井戸ポンプの水が出ない・上がらない原因は、空気・詰まり・環境変化のいずれかであることがほとんどです。
主な原因は以下の6つです。
- 呼び水の不足
- ストレーナー・砂こし器の目詰まり
- 配管の空気混入・空気漏れ
- 地下水の凍結
- 地下水位の低下
- ポンプ内部部品(インペラ・モーター)の故障
それぞれの原因と対処法を順に解説します。
呼び水の不足
呼び水不足は、井戸ポンプが水を出せない原因の中でもっとも多いケースです。
ポンプは配管内が水で満たされていないと吸い上げができない仕組みのため、長期間未使用だった場合や設置直後の立ち上げ時に起こりやすくなります。

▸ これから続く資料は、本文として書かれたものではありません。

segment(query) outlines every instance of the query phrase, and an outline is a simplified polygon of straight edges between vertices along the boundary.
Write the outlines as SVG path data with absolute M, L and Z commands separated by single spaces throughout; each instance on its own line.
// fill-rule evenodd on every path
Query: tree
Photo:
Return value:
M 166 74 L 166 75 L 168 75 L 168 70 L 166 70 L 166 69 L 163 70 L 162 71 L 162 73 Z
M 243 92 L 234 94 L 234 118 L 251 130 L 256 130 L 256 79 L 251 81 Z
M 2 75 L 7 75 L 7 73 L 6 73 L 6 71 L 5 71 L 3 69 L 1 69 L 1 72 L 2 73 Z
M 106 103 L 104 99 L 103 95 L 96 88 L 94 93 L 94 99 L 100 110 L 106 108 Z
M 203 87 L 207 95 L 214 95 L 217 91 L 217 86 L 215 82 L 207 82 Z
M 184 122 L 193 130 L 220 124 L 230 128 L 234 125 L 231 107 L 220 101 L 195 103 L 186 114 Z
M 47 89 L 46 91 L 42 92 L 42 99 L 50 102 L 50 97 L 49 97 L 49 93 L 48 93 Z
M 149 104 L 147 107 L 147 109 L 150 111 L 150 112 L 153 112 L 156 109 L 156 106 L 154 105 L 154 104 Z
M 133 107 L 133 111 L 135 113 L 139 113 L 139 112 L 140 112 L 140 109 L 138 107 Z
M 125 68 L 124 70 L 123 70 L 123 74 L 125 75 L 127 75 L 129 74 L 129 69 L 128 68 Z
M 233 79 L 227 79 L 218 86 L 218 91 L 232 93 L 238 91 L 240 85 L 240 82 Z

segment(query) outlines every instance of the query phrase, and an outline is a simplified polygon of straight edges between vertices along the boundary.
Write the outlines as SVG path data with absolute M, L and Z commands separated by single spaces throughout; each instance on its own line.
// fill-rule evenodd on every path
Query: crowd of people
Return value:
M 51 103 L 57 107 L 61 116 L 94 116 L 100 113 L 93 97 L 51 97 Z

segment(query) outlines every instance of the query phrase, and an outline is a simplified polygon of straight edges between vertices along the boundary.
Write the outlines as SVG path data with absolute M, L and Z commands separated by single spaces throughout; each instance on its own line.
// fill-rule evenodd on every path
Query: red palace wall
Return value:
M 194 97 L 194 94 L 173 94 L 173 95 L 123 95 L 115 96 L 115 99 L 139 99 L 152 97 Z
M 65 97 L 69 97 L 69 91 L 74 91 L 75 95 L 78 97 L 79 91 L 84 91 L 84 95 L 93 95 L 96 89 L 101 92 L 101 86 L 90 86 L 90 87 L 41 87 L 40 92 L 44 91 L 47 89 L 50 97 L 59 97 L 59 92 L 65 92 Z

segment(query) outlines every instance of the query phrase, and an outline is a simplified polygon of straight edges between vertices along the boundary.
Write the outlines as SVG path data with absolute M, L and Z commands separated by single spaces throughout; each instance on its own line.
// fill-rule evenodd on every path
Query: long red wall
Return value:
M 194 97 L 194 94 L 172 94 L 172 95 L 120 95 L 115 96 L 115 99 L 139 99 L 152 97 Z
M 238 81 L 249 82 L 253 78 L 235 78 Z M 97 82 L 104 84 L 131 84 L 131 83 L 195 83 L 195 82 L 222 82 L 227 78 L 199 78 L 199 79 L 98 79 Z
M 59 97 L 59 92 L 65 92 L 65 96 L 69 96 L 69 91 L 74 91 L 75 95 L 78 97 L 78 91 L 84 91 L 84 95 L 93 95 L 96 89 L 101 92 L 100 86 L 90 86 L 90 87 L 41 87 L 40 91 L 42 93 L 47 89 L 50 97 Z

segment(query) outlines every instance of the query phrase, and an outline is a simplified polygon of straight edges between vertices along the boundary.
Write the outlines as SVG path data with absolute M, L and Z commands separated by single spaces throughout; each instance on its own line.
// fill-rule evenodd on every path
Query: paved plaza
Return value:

呼び水のやり方は機種やメーカーごとに異なりますが、基本的な手順は以下の通りです。
使用しているポンプの取扱説明書などを確認しながら行うようにしてください。
- 電源を切った状態でポンプ上部のホッパーキャップを外す
- あふれる直前までゆっくり水を注ぐ
- キャップをしっかり締める
- 電源を入れてポンプを起動する
- 水が出てくることを確認する
水を注いでもすぐに吸い込まれてしまって溜まらない場合は、配管のどこかからの水漏れ、あるいはほかの要因が考えられます。
改善しない場合や原因がわからない場合、判断がつかないときは、業者に点検してもらうと良いでしょう。
呼び水の正しいやり方については、以下の記事で詳しく解説しています。
ストレーナー・砂こし器の目詰まり
ストレーナーや砂こし器が詰まると、水を吸い上げる力が低下し、水量が減る・水が出なくなる原因になります。
ストレーナーは井戸内の吸込側、砂こし器はポンプ本体の手前に外付けする部品で、設置場所と役割が異なる別部品です。
症状としては水量が徐々に減る・チョロチョロとしか出なくなるといった変化が出ることが多いです。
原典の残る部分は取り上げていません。